March 9, 2017
Brazil's "Grain Railroad" Moving Closer to Reality
The Brazilian Transportation Minister indicated earlier this week that the feasibility studies for a railroad liking Mato Grosso with the Amazon River are in the final stages and that they should be completed in the next few months. He indicated that the bidding process for the construction of what is being called the "Grain Railroad" will be conducted during the second half of 2017. The R$ 12.6 billion project will link the city of Sinop in northern Mato Grosso with the Port of Miritituba on the Tapajos River. From there, the grain would be barged to other ports near the mouth of the Amazon River.

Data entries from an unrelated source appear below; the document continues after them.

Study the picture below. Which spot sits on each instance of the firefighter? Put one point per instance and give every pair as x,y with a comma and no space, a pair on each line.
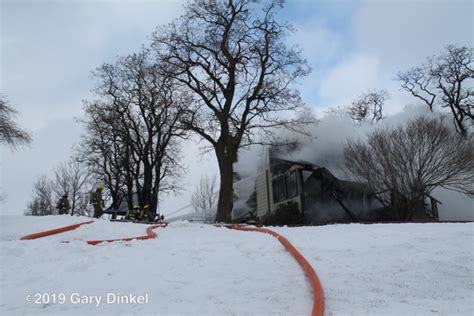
134,213
97,201
148,215
63,205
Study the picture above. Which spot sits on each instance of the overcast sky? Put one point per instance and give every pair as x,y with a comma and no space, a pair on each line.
49,48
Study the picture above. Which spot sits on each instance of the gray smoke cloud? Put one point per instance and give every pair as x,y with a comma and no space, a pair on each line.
325,148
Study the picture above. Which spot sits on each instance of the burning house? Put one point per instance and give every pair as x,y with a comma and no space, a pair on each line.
314,193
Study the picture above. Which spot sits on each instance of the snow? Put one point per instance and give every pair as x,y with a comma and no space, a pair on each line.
196,269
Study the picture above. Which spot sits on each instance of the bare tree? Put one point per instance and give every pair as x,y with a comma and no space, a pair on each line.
204,198
74,177
368,107
411,161
446,81
133,130
42,200
10,133
231,55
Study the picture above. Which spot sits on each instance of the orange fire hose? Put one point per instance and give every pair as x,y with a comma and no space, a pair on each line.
149,234
318,294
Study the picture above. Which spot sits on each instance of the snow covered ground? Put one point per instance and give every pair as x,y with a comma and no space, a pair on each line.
193,269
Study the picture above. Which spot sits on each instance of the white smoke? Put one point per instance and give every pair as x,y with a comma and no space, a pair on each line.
325,148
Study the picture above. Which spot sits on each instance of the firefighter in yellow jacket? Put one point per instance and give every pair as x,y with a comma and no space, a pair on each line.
97,201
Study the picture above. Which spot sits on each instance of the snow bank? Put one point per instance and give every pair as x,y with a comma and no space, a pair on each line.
193,269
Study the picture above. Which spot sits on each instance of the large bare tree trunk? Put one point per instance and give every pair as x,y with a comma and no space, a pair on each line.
226,192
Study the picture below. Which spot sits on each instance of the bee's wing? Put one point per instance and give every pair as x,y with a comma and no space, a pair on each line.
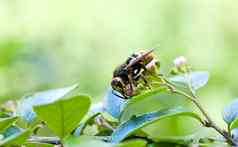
139,58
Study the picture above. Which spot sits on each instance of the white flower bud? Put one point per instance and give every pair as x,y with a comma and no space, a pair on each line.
179,61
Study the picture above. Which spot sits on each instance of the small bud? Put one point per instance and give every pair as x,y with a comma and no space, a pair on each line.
180,61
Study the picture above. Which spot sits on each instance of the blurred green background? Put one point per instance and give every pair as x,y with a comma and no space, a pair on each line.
48,44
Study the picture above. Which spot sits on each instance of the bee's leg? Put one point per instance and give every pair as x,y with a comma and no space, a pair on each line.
146,82
131,82
114,93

The final route of the railroad has not yet been determined because local authorities in Mato Grosso would like to see the railroad extended further south in the state in order to encompass more grain producing regions. The original length of the railroad is calculated at 933 kilometers, but if it is extended to the city of Lucas do Rio Verde, the length would then be 1,100 kilometers.
For the time being, the Grain Railroad will probably only be built until the city of Sinop. It could be extended southward in the future to join with the Ferronorte railroad as it is being constructed northward from southern Mato Grosso. If those two railroads were to connect to each other, there would then be a continuous rail link from the Amazon River to the Port of Santos in southeastern Brazil allowing grain to be shipped out of Mato Grosso in either direction.

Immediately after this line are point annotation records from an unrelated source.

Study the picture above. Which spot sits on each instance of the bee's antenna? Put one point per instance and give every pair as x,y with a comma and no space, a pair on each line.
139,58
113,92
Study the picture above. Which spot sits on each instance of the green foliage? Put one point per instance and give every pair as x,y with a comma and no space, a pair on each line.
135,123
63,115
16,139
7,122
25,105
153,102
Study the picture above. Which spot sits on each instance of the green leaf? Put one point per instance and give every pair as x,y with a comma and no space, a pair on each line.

The possibility of a new railroad is coming at a critical time as grain production is increasing but the current infrastructure is inadequate to handle the increase. The inadequate infrastructure was on display recently when highway BR-163 linking Mato Grosso and the Amazon River was essentially blocked for three weeks due to heavy rains that turned the unpaved sections of the highway into a giant impassable mud hole.
Major grain companies such as Amaggi, ADM, Bunge, Cargill, Dreyfus, and others are keenly interested in the new railroad, but at this point, it is unclear if they will participate in the bidding process to construct the railroad.
It is estimated that by the year 2025, the Port of Miritituba, which is part of what is called the "Northern Arc" of ports in Brazil, will export 35 million tons of grain on a yearly basis. Shipping grain north to the Amazon River instead of south to ports in southern Brazil is expected to reduce transportation costs by 40%.